Regarding performance: could you elaborate at all? I have only done a couple of benchmarks, but I could not immediately see any difference - at least when it came to sequential read/writes. Is it IOPS that it affects rather than sequentials? Is there an easy benchmark I can run to see that? Because the issue I have is that half my disks are 512 and half 4096, so neither setting is right for all drives. Either I'm setting 4k for all drives including 512b, or I'm setting 512 for all drives including 4096. Either choice is a compromise; I am hoping to work out which is the best compromise and so far, I can not see any clear performance difference - in fact, ashift=9 was 4% faster for writes in the benchmark I did.

Regarding replacing a drive: This doesn't seem a problem when I replace a 512 sector drive with a 4k sector, at least when the 4k is a 512e drive. I've tested making a RAIDZ2, and a mirror, using drives that are natively 512 and report ashift=9 and then replacing them with a 4k drive which reports ashift=12, and it works fine.

But all my drives are 512e, and I don't have any 4k-n drives which actually report 4k. So maybe that is when there will be a problem? Would it just refuse to replace the drive? Have you (or anyone) experienced this issue - the OS refusing to allow a zpool replace when the new drive is 4k and the old is 512?

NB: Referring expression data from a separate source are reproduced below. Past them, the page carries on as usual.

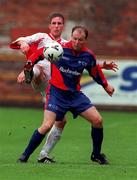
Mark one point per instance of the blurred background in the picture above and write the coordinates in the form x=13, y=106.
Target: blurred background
x=112, y=29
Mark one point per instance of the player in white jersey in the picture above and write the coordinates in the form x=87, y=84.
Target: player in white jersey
x=40, y=75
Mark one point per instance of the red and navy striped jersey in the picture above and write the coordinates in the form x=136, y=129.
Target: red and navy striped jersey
x=67, y=72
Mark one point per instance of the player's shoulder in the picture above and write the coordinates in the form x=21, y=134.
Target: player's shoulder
x=88, y=51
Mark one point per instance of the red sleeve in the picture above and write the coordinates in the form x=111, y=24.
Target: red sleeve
x=36, y=56
x=14, y=45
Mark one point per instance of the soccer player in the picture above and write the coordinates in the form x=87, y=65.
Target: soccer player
x=40, y=74
x=63, y=93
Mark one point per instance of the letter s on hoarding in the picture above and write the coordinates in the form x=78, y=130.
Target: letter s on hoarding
x=127, y=75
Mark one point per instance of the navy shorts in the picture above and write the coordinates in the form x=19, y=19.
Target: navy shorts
x=60, y=102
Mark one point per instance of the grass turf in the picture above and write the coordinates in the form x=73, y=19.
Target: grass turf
x=73, y=151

I'm still undecided. I do understand the potential problems, but also 1.1TB space extra space is quite a lot - and if I can't see it in benchmarks, I'm wondering if I'll really see any real performance issues. I'm not going to be running production VMs on this, 95% of my workloads will be sequential reads and writes, and (so far at least) I seem to get the same or better figures when it's ashift=9 versus ashift=12.

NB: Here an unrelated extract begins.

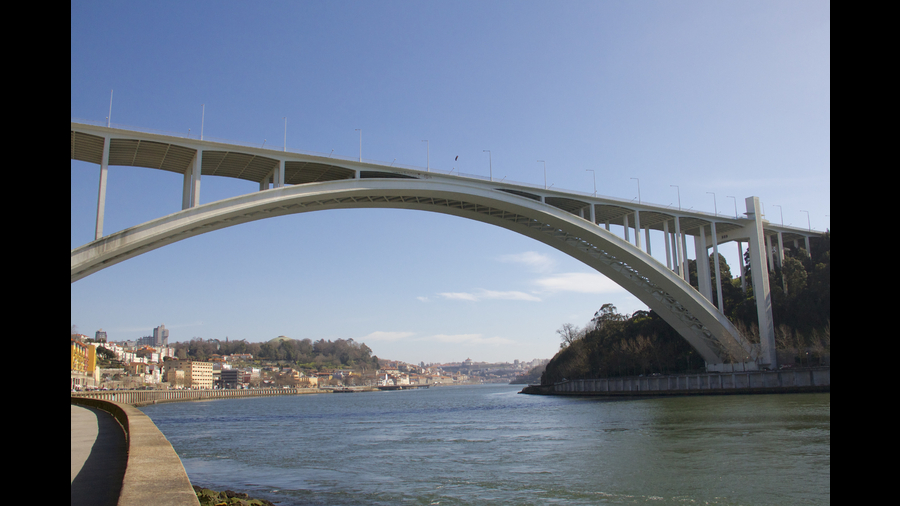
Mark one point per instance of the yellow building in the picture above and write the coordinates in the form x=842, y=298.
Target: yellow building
x=84, y=365
x=196, y=374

I guess then the main issue is whether I'll have trouble replacing drives in the future. I'm not buying new drives now, I buy used/refurbished ones, and I guess those aren't going to be around forever if I only want 512e drives. If I still have this pool in 3 years, it may well be hard to find a 512e 2TB drive that's still in good working order - I won't want to be paying for 5+ year old drives.

So I need to think about that some more I guess. I would be grateful for any more clarification on performance and if there's any other situations where the wrong ashift could cause issues.

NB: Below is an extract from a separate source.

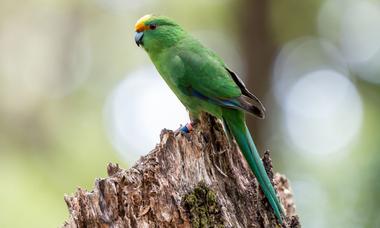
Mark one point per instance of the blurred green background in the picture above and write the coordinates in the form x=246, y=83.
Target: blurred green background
x=77, y=93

Thanks again! (And PS - yeah, so far I've been controlling ashift by including drives with the desired value, ie if I want ashift=12 I make sure to include at least one drive with that value. But now I also know about sd.conf, I will probably use that instead as it means I don't need to zpool replace afterwards.)

gea · Feb 23, 2017

Using disks that are internally 4k in 512e mode like a 512B disk can result in alignment problems with the result of a reduced performance and (I had this problems several times) in the unability to replace a disk in an ashift=9 vdev with a 4k disk.

My general recommendation (from a view to avoid possible troubles), use/force always ashift=12

btw
You can force a 512B disk in sd.conf to announce itself as 4k physical but you cannot announce a 4k disk as physical 512B. If you use them as 512B in 512e emulation mode, you are affected by a lower performance.

TheBloke · Feb 24, 2017

Thanks a lot again @gea

I have done some more testing and I am definitely going to go with ashift=12 as you suggested. For two reasons:

1: Performance: I did more testing, and now I was able to clearly see the difference you described. I created a 14 drive pool, 2 x 7-drive RAIDZ2.

First I created it with vanilla sd.conf in place and with a couple of files in the pool so to force the pool as ashift=9. After replacing the files with drives, I ran 6 bonnie++ benchmark runs on the pool.

Next I added the Illumos sd.conf entries for physical-block-size to sd.conf, rebooted, then re-created the pool which now defaults to ashift=12. I ran 6 bonnie++ benchmarks again.

After averaging these results, the ashift=12 pool was 40MB/s faster in sequential writes, 30MB/s faster in reads, and 13MB/s faster in rewrites.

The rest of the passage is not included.